The Marshall News-Messenger
- The 2009-06-30 cover of The Marshall News-Messenger.
- Type: Daily newspaper
- Format: Broadsheet
- Owner: Carpenter Media Group
- Publisher: Justin Wilcox
- Editor: Randy Ferguson
- Founded: 1877
- Headquarters: 100 N. Bolivar St. Marshall, TX 75670 United States
- Circulation: 2,837 (as of 2023)
- Website: MarshallNewsMessenger.com

= The Marshall News Messenger =

The Marshall News Messenger (originally the Marshall Morning News) is a daily newspaper based in Marshall, Texas.

== History ==
There have been three newspapers based in Marshall, Texas: the Texas Republican (1849–1872), the Tri-Weekly Herald (1874), and the current Marshall News Messenger (originally the Marshall Morning News).

The Marshall Morning News was founded in 1919, with the first issue appearing September 7. It was founded by Homer Price and Bryan Blalock.

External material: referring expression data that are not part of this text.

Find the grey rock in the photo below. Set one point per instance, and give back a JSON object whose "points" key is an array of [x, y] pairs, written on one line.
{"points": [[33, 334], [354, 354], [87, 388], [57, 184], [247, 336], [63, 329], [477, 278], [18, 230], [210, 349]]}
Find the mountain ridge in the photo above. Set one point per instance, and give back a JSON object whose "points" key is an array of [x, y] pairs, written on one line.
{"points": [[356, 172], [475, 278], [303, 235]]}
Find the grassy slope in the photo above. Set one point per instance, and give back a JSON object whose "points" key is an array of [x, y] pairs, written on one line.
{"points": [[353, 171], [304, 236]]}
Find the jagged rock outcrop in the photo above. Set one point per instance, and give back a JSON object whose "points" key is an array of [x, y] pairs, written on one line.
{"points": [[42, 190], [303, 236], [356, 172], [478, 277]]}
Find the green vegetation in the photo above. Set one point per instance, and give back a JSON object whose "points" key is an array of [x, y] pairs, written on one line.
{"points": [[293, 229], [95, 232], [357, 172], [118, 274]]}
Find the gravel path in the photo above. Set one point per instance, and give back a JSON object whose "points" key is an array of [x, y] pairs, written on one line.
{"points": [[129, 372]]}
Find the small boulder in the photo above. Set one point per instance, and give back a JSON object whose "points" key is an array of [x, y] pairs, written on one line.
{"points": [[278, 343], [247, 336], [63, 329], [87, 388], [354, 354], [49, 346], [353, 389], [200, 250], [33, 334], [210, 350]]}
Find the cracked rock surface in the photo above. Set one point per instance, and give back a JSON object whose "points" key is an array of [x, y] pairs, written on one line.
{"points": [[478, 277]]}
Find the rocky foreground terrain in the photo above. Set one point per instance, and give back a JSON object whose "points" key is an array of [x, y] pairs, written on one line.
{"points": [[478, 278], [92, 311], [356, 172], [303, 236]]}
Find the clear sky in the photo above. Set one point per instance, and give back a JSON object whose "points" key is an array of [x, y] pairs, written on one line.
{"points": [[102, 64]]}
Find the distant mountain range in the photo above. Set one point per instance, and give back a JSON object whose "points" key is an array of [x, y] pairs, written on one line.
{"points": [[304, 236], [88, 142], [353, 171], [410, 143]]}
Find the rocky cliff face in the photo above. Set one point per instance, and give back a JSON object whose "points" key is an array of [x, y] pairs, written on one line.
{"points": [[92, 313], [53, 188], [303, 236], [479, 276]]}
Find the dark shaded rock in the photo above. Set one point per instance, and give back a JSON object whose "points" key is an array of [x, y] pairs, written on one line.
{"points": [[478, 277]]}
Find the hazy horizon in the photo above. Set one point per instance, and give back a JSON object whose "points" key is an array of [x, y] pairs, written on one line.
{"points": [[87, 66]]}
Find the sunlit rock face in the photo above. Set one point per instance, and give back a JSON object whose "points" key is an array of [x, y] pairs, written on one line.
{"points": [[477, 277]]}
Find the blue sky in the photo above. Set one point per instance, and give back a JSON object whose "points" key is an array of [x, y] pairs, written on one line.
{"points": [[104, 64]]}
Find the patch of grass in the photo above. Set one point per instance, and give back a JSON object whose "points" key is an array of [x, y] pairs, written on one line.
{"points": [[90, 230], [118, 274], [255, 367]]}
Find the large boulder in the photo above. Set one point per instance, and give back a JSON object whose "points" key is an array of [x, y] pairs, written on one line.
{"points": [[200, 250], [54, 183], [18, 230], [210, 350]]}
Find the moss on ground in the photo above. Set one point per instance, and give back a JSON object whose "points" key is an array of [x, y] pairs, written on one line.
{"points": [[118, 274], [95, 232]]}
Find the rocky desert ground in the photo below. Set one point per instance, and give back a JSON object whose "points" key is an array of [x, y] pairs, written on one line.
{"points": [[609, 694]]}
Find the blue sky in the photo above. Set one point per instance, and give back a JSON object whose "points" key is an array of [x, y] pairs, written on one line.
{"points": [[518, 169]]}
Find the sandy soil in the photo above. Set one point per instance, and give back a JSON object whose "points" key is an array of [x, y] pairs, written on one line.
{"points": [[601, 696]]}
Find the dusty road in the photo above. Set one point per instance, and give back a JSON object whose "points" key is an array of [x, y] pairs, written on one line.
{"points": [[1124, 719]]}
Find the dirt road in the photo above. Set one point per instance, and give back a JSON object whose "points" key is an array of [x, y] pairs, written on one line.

Cox Enterprises sold the newspaper to ASP Westward in 2009. In 2012, ASP announced the sale of the Marshall and Longview papers, along with 12 of its other non-daily East Texas papers, to Texas Community Media LLC, a new company formed by the longtime owners of the Victoria Advocate in South Texas.

In August 2024, the newspaper announced it will switch from carrier to postal delivery.

In December 2024, the paper's owner was acquired by Carpenter Media Group.